Volta e meia, o assunto da independência da comunicação social e a sua relação com os meios financeiros indispensáveis à sua subsistência regressa à ordem do dia, como ainda sucedeu recentemente com os apoios definidos pelo Governo. A pretexto de critérios sempre discutíveis e de procedimentos atabalhoados, lá vem a suspeita de simpatias ou da futura cobrança de favores. Critérios editoriais são encarados como “censura”, e jornalistas com uma imagem pública de assertividade e com um pendor sensacionalista pespegam no peito a medalha dos injustiçados.
A televisão, dado o seu imediatismo e o seu impacto, é a arena por excelência das disputas ideológicas. Tendo em conta a importância do comentário político televisivo para a formação das opiniões, o MediaLAB do ISCTE-IUL apresentou no ano transacto um estudo que “analisou 16 programas televisivos, entre o dia 1 de Março e o dia 1 de Abril de 2019, que continham 53 espaços semanais ‘fixos’ de opinião ou debate político ocupados por comentadores ‘residentes’”. O trabalho de análise realizado pelos investigadores Paulo Couraceiro, Gustavo Cardoso, Ana Pinto Martinho e João Sousa permitiu verificar que entre os comentadores “conotados politicamente, existe uma primazia, ligeira mas existente, de comentadores de direita (55%)”. Dos 53 espaços de opinião, 17 correspondiam a “espaços de comentário de ‘assinatura´”, ou seja, os seus protagonistas discorriam livremente, sem estarem sujeitos ao contraditório (para além das questões introduzidas pelo jornalista), sendo que nesta circunstância “a vantagem da direita aumenta (69%)”. Numa análise por estação, conclui-se que a SIC Notícias dedica “igual número de espaços à esquerda e à direita”, ao passo que na TVI24 a direita “começa a ganhar terreno face à esquerda”, “vantagem que se acentua “na CMTV (71% para 29%)”. A TVI e a SIC “desequilibram os números a favor da opinião de direita, uma vez que não têm comentadores políticos de esquerda em espaços de opinião ‘fixos’”.
Os autores do estudo têm o cuidado de frisar (e muito bem) que “a análise política à esquerda ou a direita não significam necessariamente um apelo ao voto em determinado partido, nem tão pouco um apoio partidário manifesto”. Na actualidade, por exemplo, permanecem em antena, em horário nobre, o ex-líder do PSD, Marques Mendes, e o ex-líder do PP, Paulo Portas.
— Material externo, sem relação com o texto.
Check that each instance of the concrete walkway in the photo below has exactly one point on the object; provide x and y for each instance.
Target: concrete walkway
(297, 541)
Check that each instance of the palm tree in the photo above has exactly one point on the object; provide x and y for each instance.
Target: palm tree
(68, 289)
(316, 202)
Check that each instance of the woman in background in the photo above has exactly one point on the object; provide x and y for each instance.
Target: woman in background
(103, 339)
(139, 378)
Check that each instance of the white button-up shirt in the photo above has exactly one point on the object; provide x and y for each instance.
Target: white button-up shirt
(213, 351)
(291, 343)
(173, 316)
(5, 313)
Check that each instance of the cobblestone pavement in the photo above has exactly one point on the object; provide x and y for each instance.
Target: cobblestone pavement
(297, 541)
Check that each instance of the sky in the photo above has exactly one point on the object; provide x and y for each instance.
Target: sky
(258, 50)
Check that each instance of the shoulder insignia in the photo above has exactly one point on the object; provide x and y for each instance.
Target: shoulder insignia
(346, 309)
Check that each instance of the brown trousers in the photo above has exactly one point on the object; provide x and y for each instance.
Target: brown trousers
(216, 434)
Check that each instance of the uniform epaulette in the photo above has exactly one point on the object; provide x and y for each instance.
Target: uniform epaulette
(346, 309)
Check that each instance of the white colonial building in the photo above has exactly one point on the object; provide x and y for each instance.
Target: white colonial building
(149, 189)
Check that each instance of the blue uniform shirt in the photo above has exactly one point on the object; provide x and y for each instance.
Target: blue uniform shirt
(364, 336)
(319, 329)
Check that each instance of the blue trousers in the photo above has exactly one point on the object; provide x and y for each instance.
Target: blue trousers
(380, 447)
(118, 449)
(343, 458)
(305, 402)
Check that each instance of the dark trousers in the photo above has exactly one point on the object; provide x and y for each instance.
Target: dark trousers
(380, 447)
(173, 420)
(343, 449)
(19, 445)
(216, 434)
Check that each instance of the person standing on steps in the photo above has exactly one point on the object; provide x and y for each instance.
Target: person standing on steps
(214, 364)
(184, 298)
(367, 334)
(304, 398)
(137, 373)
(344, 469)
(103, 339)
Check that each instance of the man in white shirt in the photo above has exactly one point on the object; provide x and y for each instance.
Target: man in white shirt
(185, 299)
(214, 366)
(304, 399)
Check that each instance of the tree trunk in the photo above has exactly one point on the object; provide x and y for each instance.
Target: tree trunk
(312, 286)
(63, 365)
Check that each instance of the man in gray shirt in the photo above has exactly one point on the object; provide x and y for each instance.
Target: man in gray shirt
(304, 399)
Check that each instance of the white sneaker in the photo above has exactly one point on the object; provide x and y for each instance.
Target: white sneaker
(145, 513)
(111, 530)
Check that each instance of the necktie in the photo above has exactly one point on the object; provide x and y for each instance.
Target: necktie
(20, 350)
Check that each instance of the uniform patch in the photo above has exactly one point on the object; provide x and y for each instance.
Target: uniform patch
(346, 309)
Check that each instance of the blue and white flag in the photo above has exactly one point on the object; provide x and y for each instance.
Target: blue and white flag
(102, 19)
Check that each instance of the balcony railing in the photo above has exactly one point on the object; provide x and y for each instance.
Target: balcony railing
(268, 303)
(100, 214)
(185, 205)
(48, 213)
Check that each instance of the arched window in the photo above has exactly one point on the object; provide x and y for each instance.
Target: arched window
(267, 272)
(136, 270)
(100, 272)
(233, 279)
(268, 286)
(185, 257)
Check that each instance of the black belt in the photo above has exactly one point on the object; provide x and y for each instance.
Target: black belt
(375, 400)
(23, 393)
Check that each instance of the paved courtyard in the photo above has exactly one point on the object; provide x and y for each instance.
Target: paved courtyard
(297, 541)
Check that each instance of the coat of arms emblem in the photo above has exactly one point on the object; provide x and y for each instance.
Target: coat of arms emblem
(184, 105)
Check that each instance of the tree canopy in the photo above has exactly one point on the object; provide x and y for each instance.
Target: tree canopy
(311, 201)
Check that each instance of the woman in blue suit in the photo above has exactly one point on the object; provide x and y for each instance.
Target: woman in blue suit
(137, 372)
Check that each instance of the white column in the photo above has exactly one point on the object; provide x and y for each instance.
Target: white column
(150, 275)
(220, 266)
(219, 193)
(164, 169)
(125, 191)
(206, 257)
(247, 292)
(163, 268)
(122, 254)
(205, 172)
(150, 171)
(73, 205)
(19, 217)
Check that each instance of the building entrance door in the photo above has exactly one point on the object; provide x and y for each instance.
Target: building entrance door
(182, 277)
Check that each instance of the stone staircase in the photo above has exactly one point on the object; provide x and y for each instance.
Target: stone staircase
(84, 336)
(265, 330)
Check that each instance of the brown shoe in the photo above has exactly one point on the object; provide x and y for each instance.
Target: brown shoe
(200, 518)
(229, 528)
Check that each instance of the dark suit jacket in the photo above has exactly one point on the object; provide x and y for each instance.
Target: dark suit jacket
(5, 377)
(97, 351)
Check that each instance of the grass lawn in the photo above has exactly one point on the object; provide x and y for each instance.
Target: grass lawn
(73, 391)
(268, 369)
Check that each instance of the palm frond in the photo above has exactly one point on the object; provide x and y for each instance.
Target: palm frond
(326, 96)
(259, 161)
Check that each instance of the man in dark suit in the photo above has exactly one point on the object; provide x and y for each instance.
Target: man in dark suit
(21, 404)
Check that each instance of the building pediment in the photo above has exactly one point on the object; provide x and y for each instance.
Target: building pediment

Será possível que do alto dos seus púlpitos, com acesso a fontes privilegiadas, com conhecimento próprio da área da comunicação social, permaneçam cegos e surdos, coniventes com o abastardamento da missão do jornalismo que Barreto antevê sob a forma do “condicionamento da liberdade de expressão”?
António Barreto terminava o seu artigo no Público com um lamento: “É pena que não haja oposição. Nem de direita, nem de esquerda”. Curiosamente, mais de cinco meses depois, Rui Rio abordava o tema ao seu estilo inimitável: apesar de para o Governo ser “mais simpático dar dinheiro à comunicação social”, porque precisa dela para “passar a sua mensagem”, explicou Rio, “as empresas de comunicação social são empresas iguais às que fabricam sapatos. Se têm uma dificuldade, devem ter os apoios que existem para todas as empresas.” A verdade, digo eu, é que não existem dados objectivos que permitam afirmar que os mass media, como alguns sapatos, apertem os calos à direita e reservem o conforto para a esquerda.